Friday, July 06, 2007

Mortgage brokers are in Congress' sights

From McClatchy newspapers:


WASHINGTON — Mortgage brokers, who originate up to two-thirds of home loans, have exploited their lack of federal regulation to loosen lending standards in ways that sparked today's high mortgage-default rates among borrowers with weak credit.


Hearings before Congress this year made it clear that mortgage brokers and nonbank lenders took advantage of a regulatory gap to make unsound home loans to people with the weakest credit history, preying especially on minorities and the working poor.


Now Congress must decide how best to bring brokers, who originated about 70 percent of so-called sub-prime loans over the past two years, under some form of federal regulation.


The Mortgage Bankers Association, in its latest report, found that during the first three months of this year about 15.75 percent of sub-prime adjustable-rate mortgages were behind on payments by 30 days or more.

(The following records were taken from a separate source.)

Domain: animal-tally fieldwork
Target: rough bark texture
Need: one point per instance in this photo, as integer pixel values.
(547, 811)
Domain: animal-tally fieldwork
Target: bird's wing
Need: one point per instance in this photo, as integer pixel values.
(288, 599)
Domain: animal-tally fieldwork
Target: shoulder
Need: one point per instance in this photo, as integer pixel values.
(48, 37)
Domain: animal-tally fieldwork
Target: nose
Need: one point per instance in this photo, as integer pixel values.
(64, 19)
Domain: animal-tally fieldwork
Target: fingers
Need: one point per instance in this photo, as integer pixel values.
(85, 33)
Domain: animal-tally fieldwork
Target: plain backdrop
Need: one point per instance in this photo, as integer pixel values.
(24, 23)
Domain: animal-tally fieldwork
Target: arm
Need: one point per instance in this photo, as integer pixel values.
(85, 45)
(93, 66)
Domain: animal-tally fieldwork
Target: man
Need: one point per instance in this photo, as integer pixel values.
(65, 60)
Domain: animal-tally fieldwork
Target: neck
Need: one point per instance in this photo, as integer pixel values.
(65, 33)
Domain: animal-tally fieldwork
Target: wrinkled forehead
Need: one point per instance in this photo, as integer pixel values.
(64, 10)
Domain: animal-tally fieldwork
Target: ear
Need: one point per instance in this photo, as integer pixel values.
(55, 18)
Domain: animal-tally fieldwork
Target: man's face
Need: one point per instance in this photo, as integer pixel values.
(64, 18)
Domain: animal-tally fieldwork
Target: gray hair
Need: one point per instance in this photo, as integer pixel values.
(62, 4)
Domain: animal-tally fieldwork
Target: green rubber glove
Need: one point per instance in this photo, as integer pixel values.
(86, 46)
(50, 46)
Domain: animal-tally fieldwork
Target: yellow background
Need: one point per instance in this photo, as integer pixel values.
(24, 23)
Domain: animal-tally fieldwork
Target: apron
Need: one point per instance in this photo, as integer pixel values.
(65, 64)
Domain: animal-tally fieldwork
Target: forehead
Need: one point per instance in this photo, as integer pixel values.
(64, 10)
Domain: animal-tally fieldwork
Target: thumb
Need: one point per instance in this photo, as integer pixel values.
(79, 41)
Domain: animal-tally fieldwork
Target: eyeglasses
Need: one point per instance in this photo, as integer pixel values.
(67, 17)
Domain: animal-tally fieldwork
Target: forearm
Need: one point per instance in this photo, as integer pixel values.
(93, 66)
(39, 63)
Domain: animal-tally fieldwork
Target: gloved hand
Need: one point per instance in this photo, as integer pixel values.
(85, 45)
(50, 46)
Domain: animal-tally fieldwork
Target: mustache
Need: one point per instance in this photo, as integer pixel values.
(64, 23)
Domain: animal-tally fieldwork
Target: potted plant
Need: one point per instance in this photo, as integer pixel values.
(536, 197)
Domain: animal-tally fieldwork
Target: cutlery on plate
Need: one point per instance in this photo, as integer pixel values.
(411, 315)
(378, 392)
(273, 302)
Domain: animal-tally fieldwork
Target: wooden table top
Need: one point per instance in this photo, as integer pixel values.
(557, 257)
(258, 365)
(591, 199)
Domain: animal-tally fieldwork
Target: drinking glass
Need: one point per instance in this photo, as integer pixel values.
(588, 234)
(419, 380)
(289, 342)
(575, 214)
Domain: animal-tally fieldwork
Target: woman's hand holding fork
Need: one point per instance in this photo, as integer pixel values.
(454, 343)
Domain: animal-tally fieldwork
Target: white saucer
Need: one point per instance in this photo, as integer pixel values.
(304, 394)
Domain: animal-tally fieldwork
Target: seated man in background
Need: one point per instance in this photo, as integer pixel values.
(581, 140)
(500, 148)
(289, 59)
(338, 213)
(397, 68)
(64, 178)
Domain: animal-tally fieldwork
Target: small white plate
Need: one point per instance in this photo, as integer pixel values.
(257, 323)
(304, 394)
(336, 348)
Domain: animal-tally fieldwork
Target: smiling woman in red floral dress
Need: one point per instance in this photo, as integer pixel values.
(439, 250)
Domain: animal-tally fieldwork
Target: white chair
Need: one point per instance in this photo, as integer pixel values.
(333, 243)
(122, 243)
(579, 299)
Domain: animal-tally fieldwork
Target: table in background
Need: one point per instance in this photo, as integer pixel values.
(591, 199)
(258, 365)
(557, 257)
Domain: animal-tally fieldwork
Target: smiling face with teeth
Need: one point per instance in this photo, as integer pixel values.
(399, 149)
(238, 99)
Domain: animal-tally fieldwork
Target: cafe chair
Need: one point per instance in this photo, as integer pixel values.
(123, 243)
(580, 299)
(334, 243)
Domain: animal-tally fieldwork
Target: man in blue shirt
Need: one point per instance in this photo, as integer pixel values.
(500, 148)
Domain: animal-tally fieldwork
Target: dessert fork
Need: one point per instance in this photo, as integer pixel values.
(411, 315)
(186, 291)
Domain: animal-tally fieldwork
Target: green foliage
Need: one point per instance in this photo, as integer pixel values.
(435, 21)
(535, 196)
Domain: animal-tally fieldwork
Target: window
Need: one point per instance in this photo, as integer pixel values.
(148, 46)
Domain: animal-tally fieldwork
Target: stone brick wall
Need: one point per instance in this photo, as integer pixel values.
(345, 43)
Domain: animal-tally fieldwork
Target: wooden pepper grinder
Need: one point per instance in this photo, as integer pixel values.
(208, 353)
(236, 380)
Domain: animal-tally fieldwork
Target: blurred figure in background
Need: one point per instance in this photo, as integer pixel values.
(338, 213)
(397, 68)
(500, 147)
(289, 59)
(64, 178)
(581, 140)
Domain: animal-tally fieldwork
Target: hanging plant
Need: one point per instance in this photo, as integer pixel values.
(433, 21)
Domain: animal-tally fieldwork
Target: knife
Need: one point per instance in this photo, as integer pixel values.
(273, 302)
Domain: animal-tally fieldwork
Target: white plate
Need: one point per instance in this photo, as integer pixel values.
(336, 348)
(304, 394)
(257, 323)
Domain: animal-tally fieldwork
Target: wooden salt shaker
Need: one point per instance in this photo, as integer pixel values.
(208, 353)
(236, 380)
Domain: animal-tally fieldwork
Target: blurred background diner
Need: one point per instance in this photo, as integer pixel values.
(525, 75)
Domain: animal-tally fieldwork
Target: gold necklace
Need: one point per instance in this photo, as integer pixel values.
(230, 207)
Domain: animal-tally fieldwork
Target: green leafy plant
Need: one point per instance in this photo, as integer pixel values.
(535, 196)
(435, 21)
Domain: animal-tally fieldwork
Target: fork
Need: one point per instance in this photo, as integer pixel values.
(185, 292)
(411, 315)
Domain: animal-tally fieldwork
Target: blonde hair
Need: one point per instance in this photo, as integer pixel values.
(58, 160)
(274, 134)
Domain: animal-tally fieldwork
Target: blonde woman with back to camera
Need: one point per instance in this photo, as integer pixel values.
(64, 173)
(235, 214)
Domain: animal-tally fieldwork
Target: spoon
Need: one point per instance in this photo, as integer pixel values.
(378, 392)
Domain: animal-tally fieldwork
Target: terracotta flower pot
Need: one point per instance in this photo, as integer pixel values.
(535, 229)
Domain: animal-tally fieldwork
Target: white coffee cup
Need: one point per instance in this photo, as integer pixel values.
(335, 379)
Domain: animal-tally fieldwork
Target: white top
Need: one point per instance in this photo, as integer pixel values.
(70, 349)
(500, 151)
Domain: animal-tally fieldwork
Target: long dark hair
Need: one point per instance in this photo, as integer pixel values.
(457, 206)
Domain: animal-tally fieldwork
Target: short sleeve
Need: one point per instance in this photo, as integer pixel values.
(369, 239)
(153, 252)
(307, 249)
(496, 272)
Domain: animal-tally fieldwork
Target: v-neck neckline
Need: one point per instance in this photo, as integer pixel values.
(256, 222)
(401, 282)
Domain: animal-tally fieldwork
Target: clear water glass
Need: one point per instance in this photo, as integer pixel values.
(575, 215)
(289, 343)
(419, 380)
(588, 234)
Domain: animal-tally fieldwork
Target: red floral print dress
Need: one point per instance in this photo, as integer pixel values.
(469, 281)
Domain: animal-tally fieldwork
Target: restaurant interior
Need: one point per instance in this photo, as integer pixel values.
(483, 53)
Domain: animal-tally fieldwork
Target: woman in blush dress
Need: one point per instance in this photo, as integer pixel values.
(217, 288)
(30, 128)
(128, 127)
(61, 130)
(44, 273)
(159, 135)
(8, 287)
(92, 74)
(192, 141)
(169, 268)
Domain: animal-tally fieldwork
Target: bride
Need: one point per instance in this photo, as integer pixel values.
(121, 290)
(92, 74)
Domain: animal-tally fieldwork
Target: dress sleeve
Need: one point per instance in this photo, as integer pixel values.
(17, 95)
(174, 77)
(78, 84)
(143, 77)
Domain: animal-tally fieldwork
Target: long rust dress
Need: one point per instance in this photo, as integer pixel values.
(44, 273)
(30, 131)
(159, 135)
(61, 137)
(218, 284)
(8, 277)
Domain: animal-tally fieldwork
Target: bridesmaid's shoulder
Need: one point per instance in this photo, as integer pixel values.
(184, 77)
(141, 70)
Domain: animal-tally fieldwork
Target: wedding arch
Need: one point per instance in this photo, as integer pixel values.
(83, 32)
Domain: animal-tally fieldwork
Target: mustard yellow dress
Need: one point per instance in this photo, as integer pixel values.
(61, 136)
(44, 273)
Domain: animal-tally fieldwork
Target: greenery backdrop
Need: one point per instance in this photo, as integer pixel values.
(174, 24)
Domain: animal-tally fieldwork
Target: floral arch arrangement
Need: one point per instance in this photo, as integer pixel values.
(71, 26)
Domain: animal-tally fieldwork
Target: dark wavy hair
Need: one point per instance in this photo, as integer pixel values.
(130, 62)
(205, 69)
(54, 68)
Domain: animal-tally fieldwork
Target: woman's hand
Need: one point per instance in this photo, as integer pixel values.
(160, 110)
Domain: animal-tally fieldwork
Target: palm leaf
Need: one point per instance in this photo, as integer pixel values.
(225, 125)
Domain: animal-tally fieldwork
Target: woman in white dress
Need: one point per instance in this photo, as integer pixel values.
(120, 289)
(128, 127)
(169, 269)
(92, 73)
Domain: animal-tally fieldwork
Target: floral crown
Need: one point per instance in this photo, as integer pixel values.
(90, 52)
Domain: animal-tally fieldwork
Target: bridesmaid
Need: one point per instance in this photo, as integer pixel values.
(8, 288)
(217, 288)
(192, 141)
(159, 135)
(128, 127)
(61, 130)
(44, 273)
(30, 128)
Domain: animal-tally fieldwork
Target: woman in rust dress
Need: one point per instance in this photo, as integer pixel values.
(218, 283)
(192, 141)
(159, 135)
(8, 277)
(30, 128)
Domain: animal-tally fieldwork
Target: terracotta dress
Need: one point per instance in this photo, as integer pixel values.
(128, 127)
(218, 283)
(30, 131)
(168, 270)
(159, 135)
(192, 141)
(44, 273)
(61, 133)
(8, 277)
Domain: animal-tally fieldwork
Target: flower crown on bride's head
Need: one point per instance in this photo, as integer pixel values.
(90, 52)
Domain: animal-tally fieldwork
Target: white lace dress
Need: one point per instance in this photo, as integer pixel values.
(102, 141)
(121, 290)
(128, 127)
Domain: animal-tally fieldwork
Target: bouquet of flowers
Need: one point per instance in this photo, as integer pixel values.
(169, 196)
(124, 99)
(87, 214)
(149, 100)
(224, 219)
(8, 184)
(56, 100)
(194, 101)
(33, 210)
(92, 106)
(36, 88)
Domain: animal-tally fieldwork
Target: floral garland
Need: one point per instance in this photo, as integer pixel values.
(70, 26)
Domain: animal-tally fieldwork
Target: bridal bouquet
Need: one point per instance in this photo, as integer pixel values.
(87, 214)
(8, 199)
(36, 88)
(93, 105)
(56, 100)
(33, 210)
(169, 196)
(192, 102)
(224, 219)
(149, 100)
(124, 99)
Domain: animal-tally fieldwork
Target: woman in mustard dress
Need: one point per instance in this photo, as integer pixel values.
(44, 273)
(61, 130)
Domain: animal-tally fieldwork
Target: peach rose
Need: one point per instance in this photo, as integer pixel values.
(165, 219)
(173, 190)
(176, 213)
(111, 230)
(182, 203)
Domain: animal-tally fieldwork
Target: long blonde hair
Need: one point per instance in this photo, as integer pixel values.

That's an all-time high. And the figure is widely expected to grow. Experts predict that 1 in 5 sub-prime adjustable-rate home loans - as many as 1.5 million - will default by the end of next year. More than $2.28 trillion worth of adjustable-rate loans reset from 2007 to 2009.


Mortgage brokers are often the first link in the process of securing a home loan, so many borrowers think the brokers are working for them.


Wrong. No federal law says mortgage brokers have any fiduciary duty to borrowers, and with the exception of California, most states don't stipulate that duty either.